Cette déposition n'est pas anodine. Pour Maître Ludovic Sabet, avocat d'Amplitude FM, elle revêt une dimension stratégique majeure : « Cela donne une idée de l'implication que le ministère public voudrait par rapport à ces deux accusés là ». En d'autres termes, le parquet chercherait à établir un lien direct entre les accusations publiques de Martinez Zogo et son assassinat.
La révélation la plus explosive est venue lorsque Paul "Daisy" Biya a affirmé que Martinez Zogo lui avait remis des documents compromettants visant directement Jean-Pierre Amougou Belinga. Selon le témoin, ces pièces sensibles auraient été transmises à Bruno Bidjang, présenté comme un proche de l'homme d'affaires mis en cause.
Cette affirmation a immédiatement déclenché une vive réaction de la défense. Maître Christophe Tchudjo, avocat de Jean-Pierre Amougou Belinga, a contesté toute logique criminelle dans ce scénario : « Pourquoi, à cet instant précis, a-t-il provoqué une conversation sur WhatsApp avec Bruno Bidjang ? Quelqu'un de raisonné peut-il planifier l'assassinat d'une personne et publier cette planification ? C'est absurde ! »
Pour la défense, cette version des faits ne tient pas la route. Comment imaginer qu'un commanditaire présumé aurait laissé des traces numériques aussi évidentes de ses intentions criminelles ?
Paradoxalement, malgré ces révélations, l'accusation elle-même exprime sa frustration. Maître Claude Assira, avocat de l'État du Cameroun, a déploré sans détour la lenteur et la qualité des débats : « Il y a des témoins qui viennent simplement faire du bavardage. Je n'ai pas le sentiment que tout ait véritablement été mis en œuvre pour obtenir la manifestation de la vérité. Et je pense que la vérité, malheureusement, a tendance à s'éloigner et à s'étioler avec le temps ».
Des mots durs qui constituent une critique à peine voilée du fonctionnement du tribunal. L'avocat estime que l'institution judiciaire « n'en fait pas assez pour faire éclater la vérité », dans une affaire où les enjeux dépassent largement le cadre strictement judiciaire.

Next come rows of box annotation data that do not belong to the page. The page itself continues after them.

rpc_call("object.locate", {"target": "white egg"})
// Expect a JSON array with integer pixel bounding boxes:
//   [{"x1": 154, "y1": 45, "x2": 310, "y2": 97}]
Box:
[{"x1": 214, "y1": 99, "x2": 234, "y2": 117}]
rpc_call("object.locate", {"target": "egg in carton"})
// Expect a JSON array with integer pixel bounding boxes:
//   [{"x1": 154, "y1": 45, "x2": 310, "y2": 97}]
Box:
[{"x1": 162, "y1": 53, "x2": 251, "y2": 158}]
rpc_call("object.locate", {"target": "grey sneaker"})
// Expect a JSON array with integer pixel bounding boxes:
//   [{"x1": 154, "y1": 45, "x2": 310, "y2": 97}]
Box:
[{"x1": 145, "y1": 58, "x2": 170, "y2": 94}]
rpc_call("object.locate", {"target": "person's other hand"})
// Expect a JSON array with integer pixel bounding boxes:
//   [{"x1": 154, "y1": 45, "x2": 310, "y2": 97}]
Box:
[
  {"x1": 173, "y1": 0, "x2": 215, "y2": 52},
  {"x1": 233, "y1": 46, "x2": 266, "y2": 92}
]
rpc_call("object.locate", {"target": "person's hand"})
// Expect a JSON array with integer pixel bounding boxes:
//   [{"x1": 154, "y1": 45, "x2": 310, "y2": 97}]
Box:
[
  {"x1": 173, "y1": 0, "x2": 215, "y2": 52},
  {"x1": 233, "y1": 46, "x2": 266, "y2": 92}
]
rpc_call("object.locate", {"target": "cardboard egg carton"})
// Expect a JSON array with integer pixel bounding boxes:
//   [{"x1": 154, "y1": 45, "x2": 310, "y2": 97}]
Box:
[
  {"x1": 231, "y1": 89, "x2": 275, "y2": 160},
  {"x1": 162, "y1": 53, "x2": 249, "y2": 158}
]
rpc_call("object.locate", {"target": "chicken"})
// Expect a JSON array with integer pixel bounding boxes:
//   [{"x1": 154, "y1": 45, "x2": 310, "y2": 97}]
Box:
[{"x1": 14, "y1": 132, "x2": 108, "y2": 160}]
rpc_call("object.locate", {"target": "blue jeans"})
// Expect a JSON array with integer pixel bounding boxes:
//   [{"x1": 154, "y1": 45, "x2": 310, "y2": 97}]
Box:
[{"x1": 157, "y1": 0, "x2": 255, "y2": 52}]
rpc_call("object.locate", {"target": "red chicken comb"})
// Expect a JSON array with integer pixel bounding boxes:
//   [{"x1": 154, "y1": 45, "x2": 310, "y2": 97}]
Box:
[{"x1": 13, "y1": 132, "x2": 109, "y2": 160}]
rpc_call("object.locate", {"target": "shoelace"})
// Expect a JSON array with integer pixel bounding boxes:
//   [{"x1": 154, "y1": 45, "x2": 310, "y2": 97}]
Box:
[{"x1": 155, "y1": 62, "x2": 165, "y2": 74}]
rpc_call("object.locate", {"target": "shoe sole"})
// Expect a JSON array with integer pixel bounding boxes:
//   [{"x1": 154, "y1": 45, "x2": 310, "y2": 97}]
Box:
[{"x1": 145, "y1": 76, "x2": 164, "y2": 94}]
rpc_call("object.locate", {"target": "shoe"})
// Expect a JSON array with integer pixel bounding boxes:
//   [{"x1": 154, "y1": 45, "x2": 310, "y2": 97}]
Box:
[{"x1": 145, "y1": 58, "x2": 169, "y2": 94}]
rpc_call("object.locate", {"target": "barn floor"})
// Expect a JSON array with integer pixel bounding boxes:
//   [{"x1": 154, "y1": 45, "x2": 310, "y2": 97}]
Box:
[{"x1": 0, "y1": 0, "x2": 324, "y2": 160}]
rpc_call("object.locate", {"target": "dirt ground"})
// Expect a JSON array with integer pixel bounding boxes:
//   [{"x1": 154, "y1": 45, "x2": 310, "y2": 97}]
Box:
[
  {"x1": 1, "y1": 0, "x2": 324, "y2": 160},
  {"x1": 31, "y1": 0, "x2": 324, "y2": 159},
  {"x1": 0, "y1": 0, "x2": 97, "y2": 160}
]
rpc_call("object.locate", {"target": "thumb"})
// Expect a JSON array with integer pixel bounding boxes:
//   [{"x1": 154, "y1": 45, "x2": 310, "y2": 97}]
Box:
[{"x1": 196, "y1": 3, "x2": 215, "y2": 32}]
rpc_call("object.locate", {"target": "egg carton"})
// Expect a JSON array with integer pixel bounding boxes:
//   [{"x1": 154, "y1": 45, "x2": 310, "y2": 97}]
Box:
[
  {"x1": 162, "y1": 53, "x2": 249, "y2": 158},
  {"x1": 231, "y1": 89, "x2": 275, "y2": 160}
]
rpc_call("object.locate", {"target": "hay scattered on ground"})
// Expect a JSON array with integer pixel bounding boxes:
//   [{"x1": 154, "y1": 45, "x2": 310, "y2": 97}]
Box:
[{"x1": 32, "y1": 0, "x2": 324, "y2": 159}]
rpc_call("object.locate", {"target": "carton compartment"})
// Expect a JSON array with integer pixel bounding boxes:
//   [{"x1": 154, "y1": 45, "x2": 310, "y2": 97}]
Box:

En sociologie politique, le secret est souvent le bouclier du pouvoir. Mais dans cette affaire, la parole semble progressivement se libérer, même si le rythme en frustre plusieurs observateurs. Le procès met en lumière les zones d'ombre du système médiatique et politique camerounais, où s'entremêlent intérêts économiques, influences politiques et liberté de la presse.
Le procès observera désormais une pause avant de reprendre au mois de janvier 2026. L'objectif affiché par le tribunal est ambitieux : tenir deux audiences par mois pour entendre les plus de 30 témoins encore attendus à la barre. À ce rythme, l'affaire pourrait se poursuivre pendant de longs mois encore.
Cette cadence soulève néanmoins des questions. Est-elle suffisante pour faire toute la lumière sur cet assassinat qui a traumatisé la profession journalistique camerounaise ? Permettra-t-elle de préserver la mémoire des faits et la fiabilité des témoignages, alors que le temps efface progressivement les traces et altère les souvenirs ?
Au-delà du sort judiciaire des accusés, ce procès est devenu un symbole. Symbole de la lutte pour la liberté de la presse au Cameroun, symbole de l'impunité dont jouiraient certaines personnalités influentes, symbole enfin de la capacité du système judiciaire à rendre justice dans une affaire hautement sensible.
Les témoignages de Paul Daisy Biya et Emmanuel Koloko marquent indéniablement un tournant. Mais la vérité tant recherchée sur l'assassinat de Martinez Zogo reste encore à établir pleinement. Rendez-vous en janvier 2026 pour la suite de cette saga judiciaire qui continue de captiver et d'interroger tout un pays.